Deformable image registration algorithms are capable of functioning effectively in time-sensitive clinical applications (Dawant et al., 2003) and high-throughput environments and are used successfully for automated labeling and measurement research tasks. One challenge is reliable performance on non-standard data, as in studies of potentially severe neurodegenerative disorders. These types of images violate the basic assumptions of small deformations and/or simple intensity relationships used in many existing image registration methods.

Diffeomorphic image registration algorithms hold the promise of being able to deal successfully with both small (Bajcsy et al., 1983, Gee et al., 1993, Gee and Bajcsy, 1999, Peckar et al., 1998, Rueckert et al., 1999, Rogelj and Kovacic, 2006, Ashburner et al., 2000) and large deformation problems (Trouv’e, 1998, Christensen et al., 1997, Dupuis et al., 1998, Younes, 1998, Joshi and Miller, 2000, Miller et al., 2002, Beg et al., 2005, D’Agostino et al., 2003, Lorenzen et al., 2006, Vaillant et al., 2004). State of the art methods also give full space–time optimizations, are symmetric with respect to image inputs and allow probabilistic similarity measures (Avants et al., 2005b). Inverse consistent image registration (ICIR) is an additional common alternative to diffeomorphic mapping.
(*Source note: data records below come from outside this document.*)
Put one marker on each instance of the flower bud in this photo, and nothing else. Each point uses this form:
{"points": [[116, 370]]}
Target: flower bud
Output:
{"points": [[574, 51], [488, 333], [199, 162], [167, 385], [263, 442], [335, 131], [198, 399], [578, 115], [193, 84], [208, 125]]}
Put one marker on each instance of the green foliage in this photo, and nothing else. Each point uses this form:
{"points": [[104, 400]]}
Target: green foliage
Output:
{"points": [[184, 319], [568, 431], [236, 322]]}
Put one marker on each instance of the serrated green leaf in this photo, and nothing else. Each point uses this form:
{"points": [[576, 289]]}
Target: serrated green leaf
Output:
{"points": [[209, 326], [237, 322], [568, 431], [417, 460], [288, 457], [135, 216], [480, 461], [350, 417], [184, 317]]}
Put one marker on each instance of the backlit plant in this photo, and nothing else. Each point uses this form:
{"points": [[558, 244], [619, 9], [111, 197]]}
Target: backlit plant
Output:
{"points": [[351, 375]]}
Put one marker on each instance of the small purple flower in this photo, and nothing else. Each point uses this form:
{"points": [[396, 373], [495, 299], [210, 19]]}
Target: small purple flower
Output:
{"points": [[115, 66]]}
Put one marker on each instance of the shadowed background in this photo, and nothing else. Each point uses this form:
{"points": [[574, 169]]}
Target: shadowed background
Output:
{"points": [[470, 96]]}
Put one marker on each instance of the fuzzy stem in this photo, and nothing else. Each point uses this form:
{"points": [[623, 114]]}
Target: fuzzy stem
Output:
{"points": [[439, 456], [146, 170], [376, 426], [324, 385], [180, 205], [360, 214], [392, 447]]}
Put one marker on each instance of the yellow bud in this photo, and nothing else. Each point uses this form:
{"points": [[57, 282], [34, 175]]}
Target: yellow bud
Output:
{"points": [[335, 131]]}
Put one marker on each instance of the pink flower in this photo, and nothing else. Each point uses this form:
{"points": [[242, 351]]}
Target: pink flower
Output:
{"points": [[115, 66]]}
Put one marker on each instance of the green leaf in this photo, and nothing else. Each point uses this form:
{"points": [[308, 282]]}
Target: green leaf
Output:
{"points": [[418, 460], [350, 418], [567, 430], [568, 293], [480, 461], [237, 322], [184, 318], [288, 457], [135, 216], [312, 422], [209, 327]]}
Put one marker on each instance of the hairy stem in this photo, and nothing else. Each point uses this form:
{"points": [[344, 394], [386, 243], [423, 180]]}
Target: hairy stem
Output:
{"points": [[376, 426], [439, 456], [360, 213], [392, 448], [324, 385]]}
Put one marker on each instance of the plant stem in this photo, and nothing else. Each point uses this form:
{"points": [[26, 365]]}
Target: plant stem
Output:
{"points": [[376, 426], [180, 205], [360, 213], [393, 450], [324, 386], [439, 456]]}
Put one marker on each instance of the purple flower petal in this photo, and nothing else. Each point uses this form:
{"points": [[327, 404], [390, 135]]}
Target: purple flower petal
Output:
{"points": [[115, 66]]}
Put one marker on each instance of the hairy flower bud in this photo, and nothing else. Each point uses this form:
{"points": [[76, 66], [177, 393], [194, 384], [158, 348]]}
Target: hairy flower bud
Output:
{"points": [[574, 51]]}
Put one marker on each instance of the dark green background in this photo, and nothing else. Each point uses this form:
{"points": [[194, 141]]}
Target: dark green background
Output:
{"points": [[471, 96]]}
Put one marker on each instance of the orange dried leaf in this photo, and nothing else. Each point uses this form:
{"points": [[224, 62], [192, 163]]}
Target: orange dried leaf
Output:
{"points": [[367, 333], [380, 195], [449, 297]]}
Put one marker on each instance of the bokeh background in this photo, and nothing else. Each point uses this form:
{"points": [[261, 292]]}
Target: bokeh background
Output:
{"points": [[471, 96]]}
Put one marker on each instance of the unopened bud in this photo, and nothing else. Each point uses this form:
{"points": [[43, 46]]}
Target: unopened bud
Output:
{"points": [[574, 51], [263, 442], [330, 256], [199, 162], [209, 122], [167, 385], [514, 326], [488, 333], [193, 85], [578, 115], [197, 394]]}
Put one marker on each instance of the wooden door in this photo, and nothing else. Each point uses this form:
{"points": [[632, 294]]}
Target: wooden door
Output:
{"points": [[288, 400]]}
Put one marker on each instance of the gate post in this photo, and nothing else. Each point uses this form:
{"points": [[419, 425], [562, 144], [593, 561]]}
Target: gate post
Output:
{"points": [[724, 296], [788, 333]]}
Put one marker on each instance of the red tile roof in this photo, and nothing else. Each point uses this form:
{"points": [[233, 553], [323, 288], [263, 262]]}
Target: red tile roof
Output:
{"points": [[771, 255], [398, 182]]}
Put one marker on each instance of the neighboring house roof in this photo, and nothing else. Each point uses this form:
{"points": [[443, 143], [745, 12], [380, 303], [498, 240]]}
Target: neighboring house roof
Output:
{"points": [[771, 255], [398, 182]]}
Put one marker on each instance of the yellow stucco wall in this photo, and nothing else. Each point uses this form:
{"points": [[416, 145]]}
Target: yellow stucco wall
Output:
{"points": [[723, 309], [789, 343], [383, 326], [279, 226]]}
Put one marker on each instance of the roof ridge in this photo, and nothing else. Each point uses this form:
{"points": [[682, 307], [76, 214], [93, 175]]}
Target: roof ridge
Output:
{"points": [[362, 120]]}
Inverse consistency was first introduced by Thirion as an extension to his Demons algorithm (Thirion, 1998) but was popularized by Christensen and Johnson (2001) and others (Shen and Davatzikos, 2002). Symmetric methods are distinct from ICIR in that symmetric algorithms, first, guarantee that results are identical regardless of the order of input data and, second, use exact inverse transformations guaranteed by diffeomorphisms. Inverse consistency approximates symmetry by including variational penalties in the normalization optimization algorithm. Depending on the weights of the various data, regularization and inverse consistency terms, consistency may be satisfied (or not) at the expense of the other matching criterion. Furthermore, inverse consistent algorithms use approximate inverse transformations (Christensen and Johnson, 2001). Because the inverse transformations themselves are approximate, the consistency term, as well, is compromised.
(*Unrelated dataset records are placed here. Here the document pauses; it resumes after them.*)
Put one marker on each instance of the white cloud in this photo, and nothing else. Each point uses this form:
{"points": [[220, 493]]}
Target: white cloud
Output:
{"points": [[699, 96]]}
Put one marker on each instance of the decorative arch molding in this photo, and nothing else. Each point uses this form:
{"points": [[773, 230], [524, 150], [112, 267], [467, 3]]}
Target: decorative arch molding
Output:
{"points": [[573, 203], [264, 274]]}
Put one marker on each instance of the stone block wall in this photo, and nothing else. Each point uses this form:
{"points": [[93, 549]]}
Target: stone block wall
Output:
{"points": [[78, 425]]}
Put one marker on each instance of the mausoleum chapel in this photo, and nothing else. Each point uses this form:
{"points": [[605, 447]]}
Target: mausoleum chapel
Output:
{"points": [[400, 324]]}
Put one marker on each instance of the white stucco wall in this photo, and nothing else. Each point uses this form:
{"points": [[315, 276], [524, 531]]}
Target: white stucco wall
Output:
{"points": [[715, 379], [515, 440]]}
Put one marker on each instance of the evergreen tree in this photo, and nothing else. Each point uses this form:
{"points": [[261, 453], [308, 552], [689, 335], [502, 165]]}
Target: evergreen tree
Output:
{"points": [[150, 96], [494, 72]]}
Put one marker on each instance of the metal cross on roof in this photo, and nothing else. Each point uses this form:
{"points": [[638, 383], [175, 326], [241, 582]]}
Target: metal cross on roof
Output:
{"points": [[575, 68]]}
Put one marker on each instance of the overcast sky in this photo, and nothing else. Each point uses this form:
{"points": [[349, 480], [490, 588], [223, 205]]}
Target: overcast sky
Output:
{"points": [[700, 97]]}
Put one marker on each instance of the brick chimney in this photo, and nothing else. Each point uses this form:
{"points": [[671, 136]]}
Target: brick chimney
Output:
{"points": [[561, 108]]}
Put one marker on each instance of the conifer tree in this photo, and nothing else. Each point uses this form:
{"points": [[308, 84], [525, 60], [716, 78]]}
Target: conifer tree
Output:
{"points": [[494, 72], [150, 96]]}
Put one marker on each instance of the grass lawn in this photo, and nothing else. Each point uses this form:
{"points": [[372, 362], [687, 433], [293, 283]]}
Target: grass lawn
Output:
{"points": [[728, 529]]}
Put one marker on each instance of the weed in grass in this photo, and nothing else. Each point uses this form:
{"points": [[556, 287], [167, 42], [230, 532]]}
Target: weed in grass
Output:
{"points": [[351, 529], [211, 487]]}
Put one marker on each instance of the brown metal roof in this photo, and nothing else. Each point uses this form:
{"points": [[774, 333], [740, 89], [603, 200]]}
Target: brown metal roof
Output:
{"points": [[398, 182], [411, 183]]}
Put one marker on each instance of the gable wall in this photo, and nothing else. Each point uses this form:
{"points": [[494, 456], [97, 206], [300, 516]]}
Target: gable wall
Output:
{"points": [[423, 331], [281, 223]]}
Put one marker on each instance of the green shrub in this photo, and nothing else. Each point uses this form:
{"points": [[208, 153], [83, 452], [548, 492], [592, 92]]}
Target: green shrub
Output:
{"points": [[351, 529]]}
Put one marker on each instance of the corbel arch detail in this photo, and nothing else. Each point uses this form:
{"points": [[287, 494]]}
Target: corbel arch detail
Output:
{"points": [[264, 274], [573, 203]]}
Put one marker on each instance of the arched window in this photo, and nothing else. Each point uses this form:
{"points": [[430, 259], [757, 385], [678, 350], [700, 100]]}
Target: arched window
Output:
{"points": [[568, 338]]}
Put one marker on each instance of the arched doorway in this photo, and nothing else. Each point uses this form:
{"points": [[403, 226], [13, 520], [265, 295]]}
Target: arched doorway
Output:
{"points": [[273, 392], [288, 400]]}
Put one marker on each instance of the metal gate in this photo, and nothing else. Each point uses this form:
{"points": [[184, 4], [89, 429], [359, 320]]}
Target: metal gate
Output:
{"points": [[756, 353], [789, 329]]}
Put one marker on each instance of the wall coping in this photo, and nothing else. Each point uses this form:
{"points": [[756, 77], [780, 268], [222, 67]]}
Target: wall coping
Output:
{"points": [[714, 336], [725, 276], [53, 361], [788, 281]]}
Here, we develop a novel symmetric diffeomorphic optimizer for maximizing the cross-correlation in the space of topology preserving maps. The cross-correlation measure has been used in medical image registration before (Bajcsy et al., 1983, Gee et al., 1993, Hermosillo et al., 2002) and more extensively in computer vision. However, this measure has not been investigated for the diffeomorphic case. Furthermore, it has not been used in symmetric normalization or “inverse consistent” studies. Applying our novel normalization formulation to cross-correlation provides the advantage (or option) of symmetrizing the cross-correlation Euler–Lagrange equations. We show that these symmetric Euler–Lagrange equations can be computed with only minor additional computational costs. We then give a careful evaluation of the performance of our symmetric diffeomorphic algorithm for high dimensional normalization of elderly and neurodegenerative cortical anatomy. We compare the method to an elastic cross-correlation optimizer as well as the Demons algorithm which was shown to outperform other methods in a careful evaluation of inter-subject brain registration (Hellier et al., 2003).